Some companies are working to give us choices in the marketplace. Some companies work very hard to limit our choices.
Google works to give me choices through innovation and by empowering businesses that surround it in the marketplace. (Android phones for instance, are available from a number of vendors, and on a number of cell phone carriers' platforms.)
Apple endeavors to limit my choices. (The iPhone will at soon be available at last, on more than one cell network, but is still available from only one vendor.

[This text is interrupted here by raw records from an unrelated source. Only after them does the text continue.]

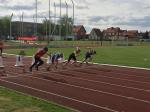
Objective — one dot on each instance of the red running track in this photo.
(92, 88)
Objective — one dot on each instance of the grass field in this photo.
(11, 101)
(137, 56)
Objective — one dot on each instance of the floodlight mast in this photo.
(11, 26)
(49, 22)
(66, 19)
(60, 21)
(73, 17)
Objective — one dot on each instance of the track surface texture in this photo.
(86, 88)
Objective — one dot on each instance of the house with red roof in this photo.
(119, 34)
(96, 34)
(79, 32)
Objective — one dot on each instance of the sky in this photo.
(126, 14)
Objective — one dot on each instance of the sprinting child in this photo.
(73, 56)
(55, 58)
(38, 61)
(88, 56)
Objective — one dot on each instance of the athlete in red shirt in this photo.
(38, 61)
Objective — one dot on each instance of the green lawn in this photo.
(11, 101)
(137, 56)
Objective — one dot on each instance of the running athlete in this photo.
(55, 58)
(73, 56)
(38, 61)
(88, 56)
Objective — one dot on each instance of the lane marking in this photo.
(121, 66)
(108, 93)
(54, 94)
(84, 79)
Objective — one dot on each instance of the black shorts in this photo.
(87, 56)
(55, 57)
(72, 57)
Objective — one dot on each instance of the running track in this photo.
(93, 88)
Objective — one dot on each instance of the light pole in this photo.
(11, 26)
(22, 24)
(66, 19)
(49, 22)
(60, 21)
(46, 26)
(73, 18)
(36, 16)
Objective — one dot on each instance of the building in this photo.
(79, 32)
(24, 28)
(118, 34)
(131, 34)
(96, 34)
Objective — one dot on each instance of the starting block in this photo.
(19, 63)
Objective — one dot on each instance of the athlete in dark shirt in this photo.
(88, 56)
(38, 61)
(55, 60)
(73, 56)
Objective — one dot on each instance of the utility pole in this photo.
(11, 26)
(66, 19)
(49, 22)
(46, 26)
(36, 8)
(22, 25)
(73, 18)
(60, 21)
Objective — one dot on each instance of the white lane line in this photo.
(84, 79)
(100, 82)
(117, 78)
(68, 98)
(25, 94)
(140, 68)
(108, 93)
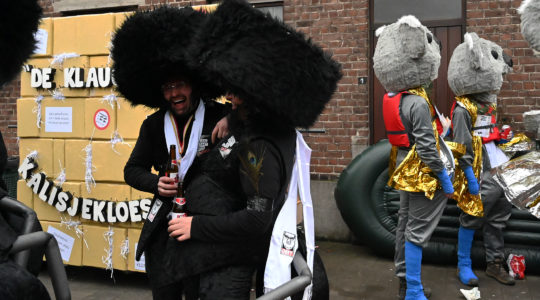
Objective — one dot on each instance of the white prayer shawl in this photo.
(196, 131)
(281, 252)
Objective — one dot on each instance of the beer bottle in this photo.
(179, 203)
(171, 170)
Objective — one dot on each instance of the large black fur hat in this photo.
(149, 48)
(19, 21)
(273, 68)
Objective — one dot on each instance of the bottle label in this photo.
(180, 200)
(176, 215)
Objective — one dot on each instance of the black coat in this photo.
(151, 151)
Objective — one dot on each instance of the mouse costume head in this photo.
(530, 23)
(407, 55)
(477, 66)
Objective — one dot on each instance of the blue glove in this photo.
(445, 182)
(474, 188)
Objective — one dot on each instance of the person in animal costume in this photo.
(475, 75)
(277, 80)
(150, 69)
(407, 58)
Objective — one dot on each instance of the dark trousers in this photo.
(227, 283)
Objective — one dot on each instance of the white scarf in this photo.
(171, 138)
(281, 252)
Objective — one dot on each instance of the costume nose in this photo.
(508, 60)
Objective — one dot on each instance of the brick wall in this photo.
(499, 22)
(341, 27)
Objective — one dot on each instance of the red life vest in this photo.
(395, 130)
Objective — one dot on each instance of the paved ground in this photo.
(354, 272)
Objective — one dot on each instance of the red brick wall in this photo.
(498, 21)
(341, 27)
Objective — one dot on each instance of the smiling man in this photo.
(150, 70)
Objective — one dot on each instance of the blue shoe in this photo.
(464, 270)
(413, 266)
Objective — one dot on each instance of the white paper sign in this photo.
(58, 119)
(41, 37)
(139, 265)
(65, 242)
(482, 120)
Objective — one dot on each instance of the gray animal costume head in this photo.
(407, 55)
(530, 23)
(19, 21)
(477, 66)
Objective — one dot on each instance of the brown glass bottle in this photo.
(179, 203)
(171, 170)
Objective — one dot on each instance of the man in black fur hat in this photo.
(150, 69)
(277, 81)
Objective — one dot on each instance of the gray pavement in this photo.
(354, 272)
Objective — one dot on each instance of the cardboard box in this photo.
(107, 192)
(86, 34)
(59, 162)
(102, 62)
(75, 156)
(46, 212)
(133, 265)
(100, 119)
(82, 62)
(109, 164)
(129, 119)
(27, 118)
(26, 89)
(45, 157)
(98, 247)
(24, 194)
(119, 18)
(63, 119)
(71, 245)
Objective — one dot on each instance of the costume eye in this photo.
(430, 37)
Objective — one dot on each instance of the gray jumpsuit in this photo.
(418, 215)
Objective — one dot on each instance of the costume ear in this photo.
(475, 50)
(413, 37)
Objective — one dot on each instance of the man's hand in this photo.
(167, 186)
(221, 129)
(180, 229)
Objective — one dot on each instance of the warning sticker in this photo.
(102, 119)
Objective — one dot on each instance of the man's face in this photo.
(178, 92)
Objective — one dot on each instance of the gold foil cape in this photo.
(520, 180)
(520, 142)
(470, 204)
(412, 175)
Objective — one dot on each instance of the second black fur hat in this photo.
(265, 62)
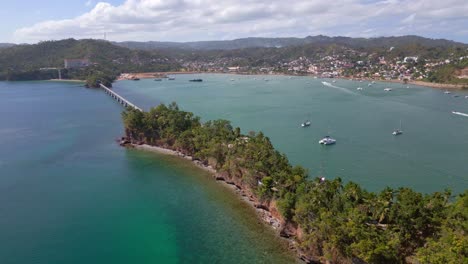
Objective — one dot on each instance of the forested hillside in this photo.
(332, 221)
(24, 62)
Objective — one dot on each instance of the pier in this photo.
(119, 98)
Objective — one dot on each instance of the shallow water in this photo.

And of course, some of us are having a hard time believing Steve Jobs' claim that Flash is unfit for the iPad.)
Hulu and TiVo work to give me choices. (The ability to select programming according to my wishes and schedules is no longer revolutionary, it's what I demand.) Comcast and Viacom endeavor to limit my choices.
Memo to the marketplace: If you actively engage in an effort to restrict the number of choices in the marketplace, we will see who you are and you will fail. Players who work to innovate and compete in the marketplace by innovating and standing for excellence will be the winners.
Now what brings this one for me? It's this little vignette in the ongoing battle between Viacom and YouTube. If this claim can be substantiated, it is clearly the dying screeches of a brobdingnagian corporate beast headed for extinction. Even if the claim is fallacious, that is what you're hearing given the expectation that 1 in 8 American households will stop paying for cable or satellite in the coming year.
The writing is on the wall. If you are interested in giving us what we want, you'll thrive. If you're committed to shoving it down our throats and will work to defend that position, you're headed for the tar pits.
So anyone want a cable converter box? You can find mine on freecycle.org.